Basically the plot revolves around 17-year-old homeschooler Farley Gordon, played by Noah Reid, who loves to play Hockey with his friends at the local rink. He’s never played a professional game in his life when he’s spotted by the owner of the local OHL Team and drafted to play on his team. The coach is unsure at first until Farley takes to the ice and plays so well that within weeks he’s on the cover of cereal boxes and promoting underwear on billboards. The conflict comes when it’s discovered that Farley is a pacifist and refuses to fight other players in a sport notorious for its fighting. To make matters worse, Farley is starting to uncover feelings for his childhood friend who’s name I can’t remember and for some reason isn’t listed on IMDb, but anyways, he runs into a snag when the girl who shall remain nameless’s heart is attempted to be stolen by her cello instructor, Marco. Don’t worry though, in the end everything works out in an ending that I’m sure will piss off hockey fans for years to come.

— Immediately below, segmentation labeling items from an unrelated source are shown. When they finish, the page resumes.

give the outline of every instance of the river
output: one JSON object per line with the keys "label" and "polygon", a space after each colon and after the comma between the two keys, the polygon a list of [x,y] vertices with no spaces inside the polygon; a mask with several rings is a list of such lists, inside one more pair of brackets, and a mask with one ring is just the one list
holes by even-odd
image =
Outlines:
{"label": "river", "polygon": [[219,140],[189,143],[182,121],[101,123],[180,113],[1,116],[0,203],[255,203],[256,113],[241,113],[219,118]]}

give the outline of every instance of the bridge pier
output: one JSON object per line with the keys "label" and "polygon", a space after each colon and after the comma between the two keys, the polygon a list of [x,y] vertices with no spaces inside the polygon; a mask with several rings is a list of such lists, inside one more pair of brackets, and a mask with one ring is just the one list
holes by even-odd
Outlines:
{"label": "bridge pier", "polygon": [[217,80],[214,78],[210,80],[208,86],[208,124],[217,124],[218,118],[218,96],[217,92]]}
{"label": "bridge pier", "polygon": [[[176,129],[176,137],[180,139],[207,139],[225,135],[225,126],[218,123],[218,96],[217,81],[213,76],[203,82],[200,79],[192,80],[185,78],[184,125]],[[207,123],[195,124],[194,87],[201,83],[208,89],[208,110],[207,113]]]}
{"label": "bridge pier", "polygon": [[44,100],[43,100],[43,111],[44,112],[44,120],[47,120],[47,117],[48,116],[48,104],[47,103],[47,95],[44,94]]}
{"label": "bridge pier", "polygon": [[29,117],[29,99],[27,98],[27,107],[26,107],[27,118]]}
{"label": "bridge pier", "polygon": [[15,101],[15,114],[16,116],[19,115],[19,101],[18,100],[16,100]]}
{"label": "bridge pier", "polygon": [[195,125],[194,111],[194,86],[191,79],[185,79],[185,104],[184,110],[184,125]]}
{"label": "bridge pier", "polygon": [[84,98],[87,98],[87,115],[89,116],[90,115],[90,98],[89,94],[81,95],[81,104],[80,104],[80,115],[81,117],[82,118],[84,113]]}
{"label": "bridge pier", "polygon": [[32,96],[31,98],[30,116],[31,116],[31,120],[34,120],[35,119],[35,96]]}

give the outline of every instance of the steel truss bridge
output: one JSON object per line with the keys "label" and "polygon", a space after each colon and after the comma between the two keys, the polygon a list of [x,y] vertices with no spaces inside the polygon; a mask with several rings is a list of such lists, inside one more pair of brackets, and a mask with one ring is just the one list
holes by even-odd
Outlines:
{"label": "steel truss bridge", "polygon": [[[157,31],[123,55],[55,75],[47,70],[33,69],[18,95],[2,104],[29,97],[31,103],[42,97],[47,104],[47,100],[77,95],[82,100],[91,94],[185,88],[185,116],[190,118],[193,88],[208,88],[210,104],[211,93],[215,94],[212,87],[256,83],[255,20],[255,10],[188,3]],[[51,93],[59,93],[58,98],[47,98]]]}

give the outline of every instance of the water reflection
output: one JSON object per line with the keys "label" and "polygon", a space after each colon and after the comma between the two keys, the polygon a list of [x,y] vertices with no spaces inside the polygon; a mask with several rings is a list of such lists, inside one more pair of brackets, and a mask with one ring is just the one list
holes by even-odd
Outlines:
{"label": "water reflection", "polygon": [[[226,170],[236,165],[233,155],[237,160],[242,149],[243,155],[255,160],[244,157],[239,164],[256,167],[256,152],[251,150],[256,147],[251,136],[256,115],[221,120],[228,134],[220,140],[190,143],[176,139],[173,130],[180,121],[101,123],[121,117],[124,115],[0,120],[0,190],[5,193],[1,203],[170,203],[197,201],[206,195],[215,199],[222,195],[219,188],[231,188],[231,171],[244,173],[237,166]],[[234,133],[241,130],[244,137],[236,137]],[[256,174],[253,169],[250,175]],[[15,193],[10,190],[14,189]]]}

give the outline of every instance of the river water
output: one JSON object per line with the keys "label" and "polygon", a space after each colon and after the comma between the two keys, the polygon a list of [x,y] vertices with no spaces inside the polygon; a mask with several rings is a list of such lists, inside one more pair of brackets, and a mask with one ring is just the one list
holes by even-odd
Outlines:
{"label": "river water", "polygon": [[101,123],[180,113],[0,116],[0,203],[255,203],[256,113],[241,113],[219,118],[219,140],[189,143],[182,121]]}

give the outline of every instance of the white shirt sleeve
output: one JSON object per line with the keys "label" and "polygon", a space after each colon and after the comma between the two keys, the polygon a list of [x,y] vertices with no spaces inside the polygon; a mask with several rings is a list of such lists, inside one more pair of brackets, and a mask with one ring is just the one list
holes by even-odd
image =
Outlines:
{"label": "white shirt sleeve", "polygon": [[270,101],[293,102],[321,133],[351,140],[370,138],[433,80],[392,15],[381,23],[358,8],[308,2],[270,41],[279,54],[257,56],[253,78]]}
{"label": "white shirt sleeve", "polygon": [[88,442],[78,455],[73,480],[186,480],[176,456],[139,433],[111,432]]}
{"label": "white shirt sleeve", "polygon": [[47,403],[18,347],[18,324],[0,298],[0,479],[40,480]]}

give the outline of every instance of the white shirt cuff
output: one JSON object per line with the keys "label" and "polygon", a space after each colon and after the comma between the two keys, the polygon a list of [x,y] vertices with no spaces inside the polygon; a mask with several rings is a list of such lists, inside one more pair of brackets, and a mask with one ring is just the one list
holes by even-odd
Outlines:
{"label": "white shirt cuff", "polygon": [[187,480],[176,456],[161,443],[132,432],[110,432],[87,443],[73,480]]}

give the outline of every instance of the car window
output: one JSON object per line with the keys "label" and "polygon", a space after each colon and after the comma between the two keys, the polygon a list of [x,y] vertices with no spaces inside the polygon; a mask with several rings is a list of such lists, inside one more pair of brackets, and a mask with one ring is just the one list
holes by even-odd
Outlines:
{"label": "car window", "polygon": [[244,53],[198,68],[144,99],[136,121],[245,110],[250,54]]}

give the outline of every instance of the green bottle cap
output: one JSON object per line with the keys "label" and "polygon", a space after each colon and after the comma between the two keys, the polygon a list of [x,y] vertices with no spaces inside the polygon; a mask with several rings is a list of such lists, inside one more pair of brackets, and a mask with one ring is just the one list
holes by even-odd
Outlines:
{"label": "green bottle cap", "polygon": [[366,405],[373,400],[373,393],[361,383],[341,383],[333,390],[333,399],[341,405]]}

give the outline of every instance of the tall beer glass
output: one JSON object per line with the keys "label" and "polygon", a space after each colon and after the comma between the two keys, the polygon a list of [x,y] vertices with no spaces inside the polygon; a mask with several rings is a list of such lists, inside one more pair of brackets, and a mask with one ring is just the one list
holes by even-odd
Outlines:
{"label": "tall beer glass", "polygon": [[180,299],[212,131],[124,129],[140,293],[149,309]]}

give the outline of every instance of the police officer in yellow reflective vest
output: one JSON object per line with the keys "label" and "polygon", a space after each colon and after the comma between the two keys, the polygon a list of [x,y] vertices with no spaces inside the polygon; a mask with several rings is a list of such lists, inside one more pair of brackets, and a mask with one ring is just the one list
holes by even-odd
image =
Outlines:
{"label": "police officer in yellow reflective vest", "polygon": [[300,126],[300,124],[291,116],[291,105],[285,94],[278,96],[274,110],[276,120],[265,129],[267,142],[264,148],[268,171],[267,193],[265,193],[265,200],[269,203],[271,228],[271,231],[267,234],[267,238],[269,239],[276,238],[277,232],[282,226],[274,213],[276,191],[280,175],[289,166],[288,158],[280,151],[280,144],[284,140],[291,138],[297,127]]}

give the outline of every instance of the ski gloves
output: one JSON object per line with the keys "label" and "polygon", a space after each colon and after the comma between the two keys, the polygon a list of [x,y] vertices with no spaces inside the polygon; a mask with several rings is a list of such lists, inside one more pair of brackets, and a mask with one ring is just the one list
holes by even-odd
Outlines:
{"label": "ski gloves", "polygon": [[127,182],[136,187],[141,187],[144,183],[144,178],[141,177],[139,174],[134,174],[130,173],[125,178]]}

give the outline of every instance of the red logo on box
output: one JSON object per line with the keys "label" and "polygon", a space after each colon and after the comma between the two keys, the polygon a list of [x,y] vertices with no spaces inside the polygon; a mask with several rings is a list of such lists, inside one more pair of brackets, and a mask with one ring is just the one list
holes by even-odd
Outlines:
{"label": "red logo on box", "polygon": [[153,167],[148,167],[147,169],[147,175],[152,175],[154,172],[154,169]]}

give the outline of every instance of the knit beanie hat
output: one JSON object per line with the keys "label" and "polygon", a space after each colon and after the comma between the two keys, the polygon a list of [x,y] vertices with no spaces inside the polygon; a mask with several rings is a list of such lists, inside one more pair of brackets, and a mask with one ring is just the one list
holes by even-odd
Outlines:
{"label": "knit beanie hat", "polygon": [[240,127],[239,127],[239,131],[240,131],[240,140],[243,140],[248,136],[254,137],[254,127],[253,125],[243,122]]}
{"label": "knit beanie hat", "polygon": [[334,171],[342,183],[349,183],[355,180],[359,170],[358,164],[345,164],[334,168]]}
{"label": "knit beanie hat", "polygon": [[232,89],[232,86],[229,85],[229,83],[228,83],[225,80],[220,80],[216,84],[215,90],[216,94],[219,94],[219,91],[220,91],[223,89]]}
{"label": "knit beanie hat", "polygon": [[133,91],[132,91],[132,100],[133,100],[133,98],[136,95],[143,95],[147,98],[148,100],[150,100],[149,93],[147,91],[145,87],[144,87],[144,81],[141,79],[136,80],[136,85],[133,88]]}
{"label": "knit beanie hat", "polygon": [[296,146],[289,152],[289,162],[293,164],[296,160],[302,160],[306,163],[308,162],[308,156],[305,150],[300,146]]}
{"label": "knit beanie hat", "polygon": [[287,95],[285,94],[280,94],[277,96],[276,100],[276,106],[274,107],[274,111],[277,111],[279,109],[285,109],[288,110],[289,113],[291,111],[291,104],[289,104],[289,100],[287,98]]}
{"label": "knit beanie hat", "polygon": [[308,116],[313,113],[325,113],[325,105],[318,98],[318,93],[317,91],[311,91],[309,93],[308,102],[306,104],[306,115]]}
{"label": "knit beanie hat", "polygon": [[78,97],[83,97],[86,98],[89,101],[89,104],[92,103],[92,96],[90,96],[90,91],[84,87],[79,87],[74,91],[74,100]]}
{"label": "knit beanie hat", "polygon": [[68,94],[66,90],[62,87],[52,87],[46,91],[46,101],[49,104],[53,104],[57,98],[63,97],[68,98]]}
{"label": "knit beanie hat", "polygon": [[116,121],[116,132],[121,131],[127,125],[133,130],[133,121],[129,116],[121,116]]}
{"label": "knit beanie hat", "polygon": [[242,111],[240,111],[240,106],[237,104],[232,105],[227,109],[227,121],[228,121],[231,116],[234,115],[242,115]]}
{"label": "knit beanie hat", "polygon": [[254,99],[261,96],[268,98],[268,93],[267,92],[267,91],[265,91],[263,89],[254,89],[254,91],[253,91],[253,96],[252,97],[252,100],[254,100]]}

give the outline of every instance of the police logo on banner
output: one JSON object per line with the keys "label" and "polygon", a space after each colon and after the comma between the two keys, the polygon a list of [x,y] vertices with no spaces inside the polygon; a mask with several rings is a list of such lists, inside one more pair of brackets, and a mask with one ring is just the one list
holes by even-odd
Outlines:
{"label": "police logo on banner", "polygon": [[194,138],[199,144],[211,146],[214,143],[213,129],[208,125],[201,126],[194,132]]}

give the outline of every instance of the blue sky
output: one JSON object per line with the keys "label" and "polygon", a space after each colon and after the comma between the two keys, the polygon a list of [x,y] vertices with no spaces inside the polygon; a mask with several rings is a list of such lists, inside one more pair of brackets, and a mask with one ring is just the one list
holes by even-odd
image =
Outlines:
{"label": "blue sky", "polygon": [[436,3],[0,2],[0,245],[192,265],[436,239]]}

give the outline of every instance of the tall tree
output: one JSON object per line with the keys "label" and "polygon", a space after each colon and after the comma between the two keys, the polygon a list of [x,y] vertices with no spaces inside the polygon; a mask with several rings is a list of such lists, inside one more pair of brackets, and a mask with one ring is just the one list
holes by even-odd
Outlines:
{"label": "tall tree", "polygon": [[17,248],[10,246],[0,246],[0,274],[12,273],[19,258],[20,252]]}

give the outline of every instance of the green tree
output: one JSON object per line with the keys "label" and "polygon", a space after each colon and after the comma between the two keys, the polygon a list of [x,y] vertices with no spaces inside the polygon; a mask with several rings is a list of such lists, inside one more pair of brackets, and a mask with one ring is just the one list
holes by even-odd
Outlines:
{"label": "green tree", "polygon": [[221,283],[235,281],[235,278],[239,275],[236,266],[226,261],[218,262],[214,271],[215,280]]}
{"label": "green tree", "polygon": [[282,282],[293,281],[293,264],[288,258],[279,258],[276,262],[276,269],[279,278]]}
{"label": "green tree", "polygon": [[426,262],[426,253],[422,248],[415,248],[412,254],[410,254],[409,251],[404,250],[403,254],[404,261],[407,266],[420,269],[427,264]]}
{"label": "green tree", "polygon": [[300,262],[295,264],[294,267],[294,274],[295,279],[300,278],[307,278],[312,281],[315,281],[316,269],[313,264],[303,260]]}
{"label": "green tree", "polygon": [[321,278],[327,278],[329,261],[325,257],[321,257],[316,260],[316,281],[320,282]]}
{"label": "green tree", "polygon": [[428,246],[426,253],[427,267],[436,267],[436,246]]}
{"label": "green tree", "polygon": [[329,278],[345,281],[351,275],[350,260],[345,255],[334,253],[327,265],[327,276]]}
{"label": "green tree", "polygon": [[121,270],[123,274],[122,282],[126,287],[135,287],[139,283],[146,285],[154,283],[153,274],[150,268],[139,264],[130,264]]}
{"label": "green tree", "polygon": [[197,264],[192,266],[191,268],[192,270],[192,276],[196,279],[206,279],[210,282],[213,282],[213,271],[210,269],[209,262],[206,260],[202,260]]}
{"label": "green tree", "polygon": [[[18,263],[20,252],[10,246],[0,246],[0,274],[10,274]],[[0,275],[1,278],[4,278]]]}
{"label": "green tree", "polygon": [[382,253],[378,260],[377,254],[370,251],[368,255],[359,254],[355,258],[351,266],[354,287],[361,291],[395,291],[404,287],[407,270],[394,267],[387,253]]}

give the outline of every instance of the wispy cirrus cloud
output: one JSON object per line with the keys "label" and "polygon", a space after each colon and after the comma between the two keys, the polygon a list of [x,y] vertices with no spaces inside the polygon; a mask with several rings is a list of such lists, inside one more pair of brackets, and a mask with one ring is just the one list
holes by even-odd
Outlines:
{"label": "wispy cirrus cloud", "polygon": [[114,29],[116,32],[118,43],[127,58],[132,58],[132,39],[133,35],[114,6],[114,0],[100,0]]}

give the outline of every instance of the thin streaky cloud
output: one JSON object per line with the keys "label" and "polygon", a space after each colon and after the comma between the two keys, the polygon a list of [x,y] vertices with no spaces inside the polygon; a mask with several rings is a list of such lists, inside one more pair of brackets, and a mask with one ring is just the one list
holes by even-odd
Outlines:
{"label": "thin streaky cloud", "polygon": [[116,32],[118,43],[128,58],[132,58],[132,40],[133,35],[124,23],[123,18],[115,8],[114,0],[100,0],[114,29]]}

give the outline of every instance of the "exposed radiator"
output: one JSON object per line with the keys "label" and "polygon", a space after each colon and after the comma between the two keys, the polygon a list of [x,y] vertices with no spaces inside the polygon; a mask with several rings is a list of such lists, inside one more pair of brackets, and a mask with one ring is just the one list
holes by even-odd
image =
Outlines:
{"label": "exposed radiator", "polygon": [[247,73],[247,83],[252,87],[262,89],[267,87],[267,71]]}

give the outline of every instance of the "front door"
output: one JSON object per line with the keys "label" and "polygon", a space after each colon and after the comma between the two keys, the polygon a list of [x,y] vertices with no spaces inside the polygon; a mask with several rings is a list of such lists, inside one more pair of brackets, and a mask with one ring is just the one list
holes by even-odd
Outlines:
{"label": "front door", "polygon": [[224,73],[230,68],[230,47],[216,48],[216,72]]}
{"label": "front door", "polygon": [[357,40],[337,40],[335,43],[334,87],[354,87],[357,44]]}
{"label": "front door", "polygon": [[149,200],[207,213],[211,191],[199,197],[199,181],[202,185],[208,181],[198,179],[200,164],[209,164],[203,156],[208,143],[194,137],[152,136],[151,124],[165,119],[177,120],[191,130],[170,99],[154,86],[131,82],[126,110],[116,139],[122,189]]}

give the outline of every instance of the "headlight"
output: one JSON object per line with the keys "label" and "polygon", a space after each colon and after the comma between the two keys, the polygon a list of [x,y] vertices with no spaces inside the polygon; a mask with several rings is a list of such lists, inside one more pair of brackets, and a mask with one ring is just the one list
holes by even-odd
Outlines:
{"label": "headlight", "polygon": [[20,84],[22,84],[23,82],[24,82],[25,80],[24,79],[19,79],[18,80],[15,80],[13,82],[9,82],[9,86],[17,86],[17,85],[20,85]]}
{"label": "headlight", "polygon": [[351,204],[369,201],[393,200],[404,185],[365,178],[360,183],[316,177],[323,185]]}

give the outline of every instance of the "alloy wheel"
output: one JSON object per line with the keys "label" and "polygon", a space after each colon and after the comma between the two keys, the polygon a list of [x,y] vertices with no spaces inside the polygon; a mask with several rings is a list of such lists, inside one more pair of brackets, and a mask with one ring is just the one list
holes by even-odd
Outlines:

Like I said earlier, we also get some notable cameos from Olivia Newton-John as Farley’s Mom and Nelly Furtado as a random spectator who’s barely in the movie, as well as a welcome appearance from Walter Gretzky.

I guess the big issue that I’m avoiding her though isn’t even the plot, because honestly who cares? It’s the music, which honestly, was slightly disappointing. The problem is that there’s so many songs that only a few of them actually stick out. The other problem is that the film never quite decided whether to go totally for broke in the camp department or to be totally sincere. It sort of just sits on the fence and most of the music suffers from it. What I would have liked is a film with maybe 5-8 songs where every song just bleeds so much camp that you can’t help but have fun. There are maybe only one or two songs that actually accomplish this, which is a shame, because in a film filled with mediocre acting and a predictable story, the music was what really should have carried this film, but it just isn’t quite up to snuff.

That isn’t to say that I completely disliked Score: A Hockey Musical. This film is going to be a cult classic 20 years from now. Why? Because it’s ridiculous and off-the-wall and actually kind of fun, to the point where it actually is kind of memorable in its own way. I mean, whoever heard of a hockey musical? No one and I guess that makes this movie a little special no matter how good or bad it was.

Score isn’t a bad movie, but it just isn’t really accomplishing the level of camp that it needed to to really make an impact, which is too bad, because I almost feel sorry for this movie. In a lot of ways, I wanted it to be better. It just wasn’t, which is too bad.

I give Score: A Hockey Musical a 2/5.

Well, that’s it for this week’s reviews, coming to you a few days late, but that’s the way it goes sometimes. Keep it locked for more reviews, as well as the Double D Does the Movies Official Podcast, coming soon! Be afraid, be very afraid.

Eve! Her name was Eve, not like you cared, but still.